Em 1978, é promovido a tenente-coronel e assume o cargo de vice-ministro das Forças Armadas, "depois de ter dirigido o centro de detenção de Black Beach, em Malabo, (...) o principal local de tortura do regime", indica o CIDOB.

"A 03 de agosto de 1979, acompanhado por um grupo de oficiais" Teodoro Obiang Nguema "liderou a revolta (...) contra a terrível situação de opressão e violência que ocorria com o Presidente na época, Francisco Macias", de acordo com a sua biografia oficial.

Após o designado "golpe da liberdade", Teodoro Obiang sobe ao poder, Francisco Macias é executado em setembro e o novo Presidente promete aos cidadãos um novo tipo de governo. Aprova uma amnistia que envolve milhares de presos políticos e apela ao regresso da diáspora, mas rejeita o estabelecimento de instituições democráticas.

Em 1982, Obiang adota uma nova Constituição e garante um mandato de sete anos na chefia do Estado. Cinco anos, depois cria o primeiro partido político da "nova era democrática do país": o Partido Democrático da Guiné Equatorial (PDGE), no poder.

Como único candidato às primeiras eleições presidenciais, em 1989, Obiang é reeleito, acontecendo o mesmo em 1996, 2002 e 2009, já com o multipartidarismo legalizado, sempre com votações expressivas.

"Embora o seu governo tenha sido inicialmente considerado mais humano do que o do seu tio, a maioria das fontes considera que se tornou mais brutal ao longo dos anos.
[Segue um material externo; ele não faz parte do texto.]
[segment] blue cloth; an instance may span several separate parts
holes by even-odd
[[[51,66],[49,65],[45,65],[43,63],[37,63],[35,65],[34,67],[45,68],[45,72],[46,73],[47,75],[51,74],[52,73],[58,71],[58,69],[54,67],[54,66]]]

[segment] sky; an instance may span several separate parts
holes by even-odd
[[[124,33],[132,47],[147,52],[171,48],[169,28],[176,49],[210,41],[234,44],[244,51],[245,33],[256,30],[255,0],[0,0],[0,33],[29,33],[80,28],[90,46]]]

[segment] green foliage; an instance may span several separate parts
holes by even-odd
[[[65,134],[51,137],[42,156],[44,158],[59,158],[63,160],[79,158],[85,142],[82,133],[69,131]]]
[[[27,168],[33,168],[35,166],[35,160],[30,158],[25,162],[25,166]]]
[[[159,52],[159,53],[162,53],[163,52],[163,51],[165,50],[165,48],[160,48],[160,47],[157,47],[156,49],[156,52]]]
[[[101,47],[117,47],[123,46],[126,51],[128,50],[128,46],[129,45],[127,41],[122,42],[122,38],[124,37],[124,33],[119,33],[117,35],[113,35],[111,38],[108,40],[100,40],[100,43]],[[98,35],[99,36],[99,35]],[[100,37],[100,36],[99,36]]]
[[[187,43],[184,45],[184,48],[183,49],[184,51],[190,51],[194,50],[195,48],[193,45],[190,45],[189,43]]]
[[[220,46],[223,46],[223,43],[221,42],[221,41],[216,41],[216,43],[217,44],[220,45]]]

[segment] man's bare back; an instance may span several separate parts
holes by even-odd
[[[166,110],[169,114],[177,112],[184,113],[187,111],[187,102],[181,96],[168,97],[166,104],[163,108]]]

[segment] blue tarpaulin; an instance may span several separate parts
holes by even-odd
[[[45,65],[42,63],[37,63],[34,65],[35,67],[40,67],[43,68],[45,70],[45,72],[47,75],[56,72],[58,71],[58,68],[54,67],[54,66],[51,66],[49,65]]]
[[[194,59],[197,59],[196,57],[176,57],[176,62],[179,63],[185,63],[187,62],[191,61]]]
A maioria dos observadores nacionais e internacionais consideram o seu regime um dos mais corruptos, opressivos e antidemocráticos do mundo", refere o "site" noticioso indepthafrica.com.

Os abusos sob a administração de Obiang incluem "mortes ilegais por parte das forças de segurança, sequestros sancionados pelo Governo, tortura sistemática de presos, (...) detenções arbitrárias, impunidade", adianta a mesma fonte, assim como o CIDOB.

O "think-tank" catalão aponta igualmente o favorecimento de familiares como "uma característica sempre presente no regime de Obiang".

Teodoro "Teodorin" Nguema Obiang Mangue, primogénito do Presidente, foi nomeado em 2012 segundo vice-presidente. Do atual executivo fazem parte outro dos filhos do chefe de Estado, Gabriel Obiang Lima, ministro das Minas, Indústria e Energia, e um dos irmãos, o general Antonio Mba Nguema, ministro da Defesa.

Por outro lado, a extraordinária riqueza trazida pelo petróleo a partir da década de 1990 agudizou os desequilíbrios no país e, segundo organizações de defesa dos direitos humanos, fomenta a corrupção e o enriquecimento ilícito.

Por suspeitas desses crimes, bens da família presidencial foram apreendidos nos Estados Unidos e em França, onde decorrem investigações.

As próximas eleições presidenciais estão marcadas para finais de 2016 e, aparentemente, só motivos de saúde poderão impedir a recandidatura de Teodoro Obiang. Segundo o CIDOB, o chefe do Estado da Guiné Equatorial foi tratado a um cancro da próstata em 1999, na clínica Mayo de Rochester, nos Estados Unidos.